What was the Reserve Bank thinking?
What were the Reserve Bank and many of New Zealand’s
leading economists thinking – were
they?
As predicted, the Reserve Bank’s
July increase in the official cash rate (OCR) has taken the
housing and productive sector into a perfect storm. A new
recession is now brewing on the horizon.
The residential construction sector and the existing housing market are in very poor shape. August house sales and new home consents were down, yet again, and both surprised the economists – yet again. Why is it that the Reserve Bank gets it so wrong, when it comes to movements in the OCR?
Jennian Homes is calling on the Reserve Bank and the government to take a much stronger leadership role to restore consumer confidence in new home building and the housing market in general. Existing house prices and new housing activity are now falling. New home builders are facing the toughest times in living memory, and have been for years now. The Reserve Bank’s initial short to medium-term assumptions on GDP and housing growth were flawed and increasing the OCR in July has further damaged the existing and new housing market and other productive sectors of the economy.
Jennian Homes is now calling for an emergency reduction in the OCR of up to 0.5%, to assist the housing and productive sector, restore consumer confidence and lower the New Zealand dollar, particularly against the weakening US dollar.
“We need to protect the domestic (confidence) and export sectors (currency) of the economy before it is too late and we are back in recession,” says Jennian Homes director Richard Carver. “The actual numbers are now showing a fall in residential construction and house prices in general. Consumers are still holding back. They need more confidence to get them over the line. Increasing the OCR last July, did little to improve weak consumer confidence. The latest NZIER Quarterly Survey of Business Opinion shows the NZ economy is now in reverse with continuing weakness and the possibility of negative GDP growth in September.
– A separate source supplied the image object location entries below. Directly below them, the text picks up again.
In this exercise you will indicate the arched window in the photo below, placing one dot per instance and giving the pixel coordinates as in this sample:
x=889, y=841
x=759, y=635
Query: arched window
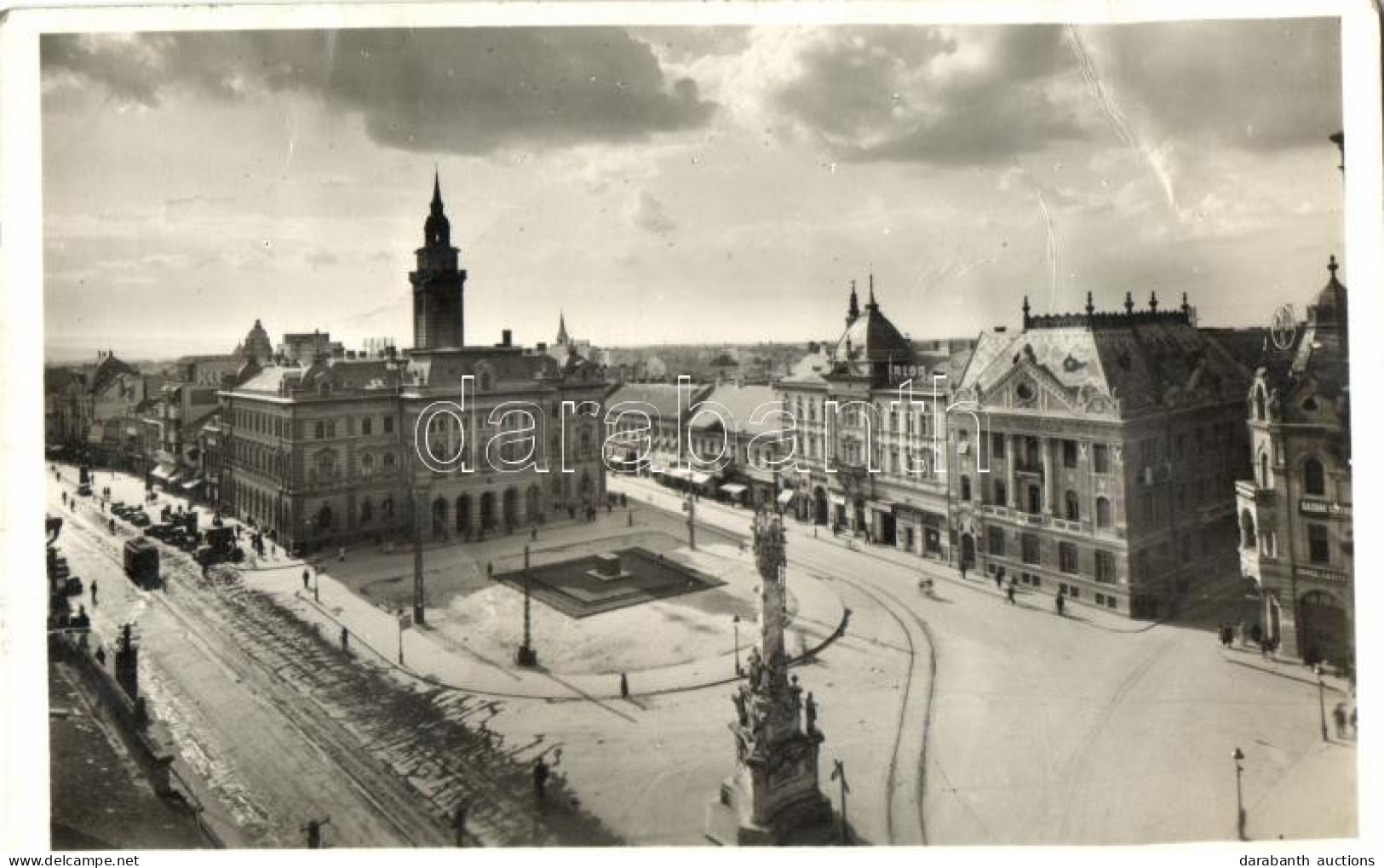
x=1102, y=513
x=1313, y=476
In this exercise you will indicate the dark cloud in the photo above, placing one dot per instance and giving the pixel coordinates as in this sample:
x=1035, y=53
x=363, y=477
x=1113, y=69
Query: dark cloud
x=1255, y=84
x=450, y=90
x=648, y=215
x=933, y=95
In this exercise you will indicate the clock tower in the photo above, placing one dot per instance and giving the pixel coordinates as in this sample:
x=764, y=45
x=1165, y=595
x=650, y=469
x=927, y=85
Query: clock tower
x=439, y=285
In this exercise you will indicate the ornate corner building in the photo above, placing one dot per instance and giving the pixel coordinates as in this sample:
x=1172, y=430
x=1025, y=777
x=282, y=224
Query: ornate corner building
x=328, y=451
x=1098, y=457
x=1295, y=533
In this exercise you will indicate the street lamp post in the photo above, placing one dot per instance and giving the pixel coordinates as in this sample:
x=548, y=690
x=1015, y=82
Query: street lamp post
x=1239, y=797
x=691, y=520
x=526, y=655
x=735, y=624
x=1321, y=699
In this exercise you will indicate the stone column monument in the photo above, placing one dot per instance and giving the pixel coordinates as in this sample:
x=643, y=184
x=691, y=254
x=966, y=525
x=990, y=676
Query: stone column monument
x=772, y=796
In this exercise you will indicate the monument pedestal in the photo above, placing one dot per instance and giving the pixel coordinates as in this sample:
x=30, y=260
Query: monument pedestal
x=772, y=796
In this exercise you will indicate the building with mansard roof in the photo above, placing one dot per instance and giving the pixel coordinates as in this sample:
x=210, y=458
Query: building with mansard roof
x=1297, y=542
x=1092, y=456
x=332, y=449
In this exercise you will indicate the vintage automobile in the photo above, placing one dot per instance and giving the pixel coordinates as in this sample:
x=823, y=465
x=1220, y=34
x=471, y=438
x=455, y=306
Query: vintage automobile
x=141, y=562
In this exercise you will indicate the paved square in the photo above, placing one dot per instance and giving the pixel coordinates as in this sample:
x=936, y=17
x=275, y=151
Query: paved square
x=598, y=583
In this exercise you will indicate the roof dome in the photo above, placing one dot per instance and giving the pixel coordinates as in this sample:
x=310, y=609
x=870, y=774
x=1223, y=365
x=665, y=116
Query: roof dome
x=1330, y=306
x=872, y=338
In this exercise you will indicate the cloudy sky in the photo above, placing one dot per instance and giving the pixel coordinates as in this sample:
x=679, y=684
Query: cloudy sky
x=682, y=183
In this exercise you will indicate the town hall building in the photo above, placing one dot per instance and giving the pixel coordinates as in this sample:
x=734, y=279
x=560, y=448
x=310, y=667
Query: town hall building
x=474, y=440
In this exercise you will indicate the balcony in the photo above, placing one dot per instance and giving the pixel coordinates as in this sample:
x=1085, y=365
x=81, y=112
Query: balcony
x=1247, y=491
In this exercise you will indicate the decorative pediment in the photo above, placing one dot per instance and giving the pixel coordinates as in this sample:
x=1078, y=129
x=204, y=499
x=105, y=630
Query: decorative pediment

“The government’s recent attack on residential property investors, GST and ACC increases have further undermined consumer confidence and residential construction activity. The early introduction of the Emissions Trading Scheme has increased petrol and electricity prices for all New Zealanders, at a time when we are all being told that we must save more.”
It is ironic that most of the inflationary pressures have been introduced by the government, through the GST and ACC increases and the Emissions Trading Scheme. Then the Reserve Bank raised the OCR in July to control the inflation the government introduced. We are heading into a perfect economic storm with rising costs, rising dollar, rising interest rates, falling net migration and falling consumer and business confidence.
The average Kiwi, in a non-essential job, is still hurting from the recession and the motivated ones are eyeing up the lucky country across the ditch. This will help improve New Zealand’s unemployment statistics and drain our talent pool, which no doubt the government will claim as a great policy. Australia continues to widen the economic and wage gap between the two countries, despite ongoing reassurances from the government. The July 0.25% increase in the OCR was, as predicted, premature and unwarranted. The associated appreciation in the NZ dollar of more than 10 cents, or 15% since the first OCR rise, will only make the recovery longer and harder for all Kiwis, especially primary exporters, the backbone of our country.
Globally things still remain uncertain. New Zealand’s GDP grew by a paltry 0.2% in the June quarter and will probably be negative in September. This puts New Zealand back in the recessionary zone – hardly the environment where the Reserve Bank should be raising interest rates. The Reserve Bank’s previous (now revised) annual GDP growth predictions of 3.7% were grossly optimistic (wrong).
Slowing immigration and the grossly optimistic view on pent up housing demand by many of New Zealand’s leading economists will prove (if it hasn’t already) that the timing of the July OCR increase was flawed. The predicted housing shortage, at this stage, appears to be just a myth, as every departing Kiwi, mostly heading for Australia, will tell you, along with the 20-plus-year-olds who are more than happy staying at home with their overburdened parents. Most people in non-essential jobs still lack confidence in job retention; recent layoffs attest to this.
Once again Mr Carver says the October GST increase, coupled with the impact of the Emissions Trading Scheme, has seen petrol and household expenses rise. “That will keep consent numbers in check for a while yet. Everywhere you look costs are increasing, mainly driven by the government sector. Take away the government’s price increases and there is little inflationary pressure and, with ongoing global uncertainty, little need to increase the OCR, which penalises the consumer and the productive sectors of the economy.
“The government needs to step up to restore consumer confidence in new home building and renovations, and to restore industry viability. In short, the July increase in the OCR was unwarranted and has hurt the housing sector. Earlier in the year many of New Zealand’s leading economists were predicting further rises in the OCR in 2010 and into 2011. “This was clearly flawed thinking. Once again they were all wrong. Maybe they should spend more time at the coalface, listening to what is really going on, than talking.
“I believe the next move in the OCR needs to be and may well be a reduction. Let’s see what happens.”